Pusat Data Bisnis Indonesia (PDBI) bahkan merinci dalam situs berita Kompas, kontribusi JKN-KIS (Kartu Indonesia Sehat) selama tahun 2014 antara lain industri Kesehatan Rp4,4 triliun, obat-obatan Rp1,7 triliun, lapangan kerja bidang kesehatan Rp4,2 triliun dan konstruksi rumah sakit Rp8,36 triliun.
Hingga 1 September 2016, tercatat 168.512.237 orang terdaftar dalam BPJS Kesehatan. Mereka terdiri dari berbagai kalangan, yaitu penerima bantuan iuran (BPBI), pekerja bukan penerima upah (PBPU), bukan pekerja, serta pekerja penerima upah (PPU) pegawai negeri sipil (PNS), Tentara Nasional Indonesia (TNI), Kepolisian Republik Indonesia (POLRI), Badan Usaha Milik Negara (BUMN), Badan Usaha Milik Daerah (BUMN) dan swasta.

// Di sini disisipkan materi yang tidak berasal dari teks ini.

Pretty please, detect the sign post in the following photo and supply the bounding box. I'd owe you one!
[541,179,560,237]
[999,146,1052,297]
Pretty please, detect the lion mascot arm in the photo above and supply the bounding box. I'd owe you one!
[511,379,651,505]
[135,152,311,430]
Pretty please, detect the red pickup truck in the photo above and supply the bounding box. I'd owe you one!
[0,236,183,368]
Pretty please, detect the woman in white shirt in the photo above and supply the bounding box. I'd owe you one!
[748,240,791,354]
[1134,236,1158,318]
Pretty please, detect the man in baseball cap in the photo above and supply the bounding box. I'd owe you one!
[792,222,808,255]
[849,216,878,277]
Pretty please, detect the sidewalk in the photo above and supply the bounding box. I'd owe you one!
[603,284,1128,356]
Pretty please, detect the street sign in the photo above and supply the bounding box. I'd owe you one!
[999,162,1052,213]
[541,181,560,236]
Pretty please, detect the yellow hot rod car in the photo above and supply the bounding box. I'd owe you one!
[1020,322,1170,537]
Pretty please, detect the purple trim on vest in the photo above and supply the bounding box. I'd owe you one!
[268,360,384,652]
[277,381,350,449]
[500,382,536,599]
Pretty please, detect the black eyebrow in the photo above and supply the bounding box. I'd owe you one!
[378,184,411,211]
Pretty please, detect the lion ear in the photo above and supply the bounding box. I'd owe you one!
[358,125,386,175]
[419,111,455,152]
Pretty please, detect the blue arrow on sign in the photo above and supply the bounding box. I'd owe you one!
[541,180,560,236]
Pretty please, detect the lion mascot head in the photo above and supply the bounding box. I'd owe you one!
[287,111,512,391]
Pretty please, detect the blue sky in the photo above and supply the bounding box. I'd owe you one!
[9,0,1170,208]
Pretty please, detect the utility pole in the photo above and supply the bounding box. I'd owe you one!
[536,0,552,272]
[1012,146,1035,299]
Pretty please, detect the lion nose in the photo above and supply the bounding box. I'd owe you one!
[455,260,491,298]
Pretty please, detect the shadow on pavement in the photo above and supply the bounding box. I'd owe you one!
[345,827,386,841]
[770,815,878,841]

Mulai 1 April 2016 lalu, iuran JKN yang dikelola BPJS Kesehatan itu mengalami kenaikan. Ketentuan ini ditetapkan pemerintah dalam Peraturan Presiden Nomor 19 Tahun 2016 tentang Perubahan Kedua atas Peraturan Presiden Nomor 12 Tahun 2013 tentang Jaminan Kesehatan. Direktur Hukum, Komunikasi dan Hubungan Antarlembaga BPJS Kesehatan, Bayu Wahyudi menerangkan bahwa peningkatan iuran bulanan ini merupakan modal prinsip gotong royong dalam bidang kesehatan.
Bukan Omong Kosong, Apalagi Endorse
Manfaat BPJS Kesehatan yang bisa dirasakan semua kalangan bukan sekadar slogan, apalagi endorse. Keluarga kami sangat bersyukur, pada Oktober 2015 lalu BPJS Kesehatan Permudah Adik Jalani Operasi, Saat Keluarga Kami Berjauhan. Kemudahan serupa juga dirasakan sejumlah kenalan, teman, maupun kolega.
Beberapa waktu, seorang teman yang kebetulan juga perantau jatuh sakit. Tidak ada saudara maupun keluarga yang tinggal sekota dengannya. Bermodalkan kartu BPJS Kesehatan dan bantuan orang-orang terdekat, ia dibawa ke dokter, lalu dirujuk untuk menjalani rawat inap di salah satu rumah sakit swasta di Kota Bandung.